Mortgage insurer Radian Guaranty Inc. announced that it has reduced mortgage insurance premiums for a number of different scenarios.
The new premiums apply to SplitEdge rates, which splits up mortgage insurance costs into an up-front premium of between 0.50 percent and 1.25 percent and a smaller monthly renewal.
Loans with FICO scores of at least 720 and loan-to-value ratios higher than 95 percent and up to 97 percent will see fixed base rates reduced by at least 8 basis points for up-front premiums.
Radian disclosed the updates in eBulletin 2013-2.
The Philadelphia-based firm said up-front options will also be adjusted for loans with FICO scores between 680 and 719.
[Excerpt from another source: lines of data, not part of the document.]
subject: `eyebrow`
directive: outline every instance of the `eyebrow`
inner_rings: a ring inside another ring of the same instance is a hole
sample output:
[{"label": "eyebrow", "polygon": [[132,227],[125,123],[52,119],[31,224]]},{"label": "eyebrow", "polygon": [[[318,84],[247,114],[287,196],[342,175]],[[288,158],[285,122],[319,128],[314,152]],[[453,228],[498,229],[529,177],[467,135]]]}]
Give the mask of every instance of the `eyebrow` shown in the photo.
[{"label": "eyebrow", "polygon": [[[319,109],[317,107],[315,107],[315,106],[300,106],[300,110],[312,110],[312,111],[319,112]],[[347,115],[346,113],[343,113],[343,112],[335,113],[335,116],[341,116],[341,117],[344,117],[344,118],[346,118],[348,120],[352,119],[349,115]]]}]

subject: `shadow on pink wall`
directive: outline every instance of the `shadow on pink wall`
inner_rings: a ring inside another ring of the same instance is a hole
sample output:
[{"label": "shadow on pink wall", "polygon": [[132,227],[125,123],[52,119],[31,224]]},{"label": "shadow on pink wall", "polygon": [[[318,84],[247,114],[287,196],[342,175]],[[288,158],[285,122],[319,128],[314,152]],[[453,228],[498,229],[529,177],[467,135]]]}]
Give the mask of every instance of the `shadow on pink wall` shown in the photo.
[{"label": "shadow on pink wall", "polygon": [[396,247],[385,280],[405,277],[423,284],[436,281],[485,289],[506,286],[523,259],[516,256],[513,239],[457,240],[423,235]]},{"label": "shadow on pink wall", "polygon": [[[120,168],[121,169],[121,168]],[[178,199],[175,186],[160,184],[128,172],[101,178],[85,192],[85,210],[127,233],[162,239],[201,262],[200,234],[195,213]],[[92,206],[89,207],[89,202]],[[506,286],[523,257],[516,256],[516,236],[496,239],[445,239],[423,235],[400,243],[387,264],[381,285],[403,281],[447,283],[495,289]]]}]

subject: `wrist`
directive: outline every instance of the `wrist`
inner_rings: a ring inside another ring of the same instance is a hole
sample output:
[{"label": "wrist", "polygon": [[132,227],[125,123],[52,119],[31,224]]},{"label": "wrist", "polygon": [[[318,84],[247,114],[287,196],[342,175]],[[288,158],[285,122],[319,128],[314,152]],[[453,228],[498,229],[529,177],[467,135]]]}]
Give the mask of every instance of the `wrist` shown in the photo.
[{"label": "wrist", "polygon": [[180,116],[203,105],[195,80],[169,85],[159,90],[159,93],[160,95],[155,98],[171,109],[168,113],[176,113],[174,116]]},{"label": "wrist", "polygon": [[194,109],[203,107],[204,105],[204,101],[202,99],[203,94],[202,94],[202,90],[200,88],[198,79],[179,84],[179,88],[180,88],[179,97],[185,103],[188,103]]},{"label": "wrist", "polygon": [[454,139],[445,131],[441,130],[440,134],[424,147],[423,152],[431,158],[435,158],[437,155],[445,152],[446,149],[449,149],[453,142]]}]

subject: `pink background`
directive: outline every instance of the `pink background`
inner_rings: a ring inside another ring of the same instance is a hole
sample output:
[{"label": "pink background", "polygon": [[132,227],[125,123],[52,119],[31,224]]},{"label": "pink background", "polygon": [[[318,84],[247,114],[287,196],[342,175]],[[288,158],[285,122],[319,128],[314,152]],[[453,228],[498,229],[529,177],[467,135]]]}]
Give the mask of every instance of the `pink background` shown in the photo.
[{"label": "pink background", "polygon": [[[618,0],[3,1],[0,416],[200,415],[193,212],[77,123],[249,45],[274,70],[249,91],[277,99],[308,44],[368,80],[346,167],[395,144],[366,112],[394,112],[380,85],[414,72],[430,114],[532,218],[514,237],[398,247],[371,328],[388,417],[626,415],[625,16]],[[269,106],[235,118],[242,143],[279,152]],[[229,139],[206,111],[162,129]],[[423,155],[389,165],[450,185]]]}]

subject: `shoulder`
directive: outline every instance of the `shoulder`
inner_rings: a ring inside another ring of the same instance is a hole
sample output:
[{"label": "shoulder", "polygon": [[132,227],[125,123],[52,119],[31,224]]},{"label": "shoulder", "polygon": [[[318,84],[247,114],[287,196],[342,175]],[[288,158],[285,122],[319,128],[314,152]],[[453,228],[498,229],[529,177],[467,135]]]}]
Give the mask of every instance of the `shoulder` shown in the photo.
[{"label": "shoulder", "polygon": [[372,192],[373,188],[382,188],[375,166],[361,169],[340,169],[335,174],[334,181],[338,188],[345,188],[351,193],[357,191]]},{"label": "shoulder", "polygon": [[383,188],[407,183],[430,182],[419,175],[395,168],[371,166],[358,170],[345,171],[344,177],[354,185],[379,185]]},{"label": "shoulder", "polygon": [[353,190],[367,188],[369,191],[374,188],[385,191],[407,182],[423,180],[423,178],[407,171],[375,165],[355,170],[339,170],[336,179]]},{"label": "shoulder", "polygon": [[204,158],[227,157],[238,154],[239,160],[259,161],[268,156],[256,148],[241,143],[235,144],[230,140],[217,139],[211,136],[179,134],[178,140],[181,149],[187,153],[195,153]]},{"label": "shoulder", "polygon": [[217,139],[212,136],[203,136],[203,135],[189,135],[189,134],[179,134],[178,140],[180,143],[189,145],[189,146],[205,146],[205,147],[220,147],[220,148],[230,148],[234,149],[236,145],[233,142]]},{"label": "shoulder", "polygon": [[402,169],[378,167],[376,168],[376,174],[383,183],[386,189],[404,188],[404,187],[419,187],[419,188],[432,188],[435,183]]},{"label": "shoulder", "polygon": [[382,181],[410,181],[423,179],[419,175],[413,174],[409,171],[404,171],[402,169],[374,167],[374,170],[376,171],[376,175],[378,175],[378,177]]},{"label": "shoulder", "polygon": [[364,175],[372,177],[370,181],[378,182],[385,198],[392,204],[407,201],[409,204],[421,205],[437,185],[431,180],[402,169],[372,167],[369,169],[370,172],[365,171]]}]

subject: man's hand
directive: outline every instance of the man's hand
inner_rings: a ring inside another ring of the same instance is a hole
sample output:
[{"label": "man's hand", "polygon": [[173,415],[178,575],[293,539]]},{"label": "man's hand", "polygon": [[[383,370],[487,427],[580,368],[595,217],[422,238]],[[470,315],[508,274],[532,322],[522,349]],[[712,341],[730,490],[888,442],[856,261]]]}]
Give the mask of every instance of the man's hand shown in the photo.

On mortgages with LTVs higher than 90 percent and up to 95 percent with FICO scores ranging from 680 to 719, fixed base rates will be reduced on 25 percent and 18 percent coverages for all up-front options.
SplitEdge rates for all up-front options will now be available on fixed loans with LTVs that don’t exceed 95 percent and FICO scores between 620 and 679.
On loans with FICO scores between 680 and 719, rates will be adjusted down at least 10 BPS. For manufactured housing where the FICO score is at least 720, rates will be reduced 5 BPS.
Subject to regulatory approval, the new pricing impacts M.I. applications received on or after Sept. 3.
Full details about the new SplitEdge pricing are online at www.Radian.biz.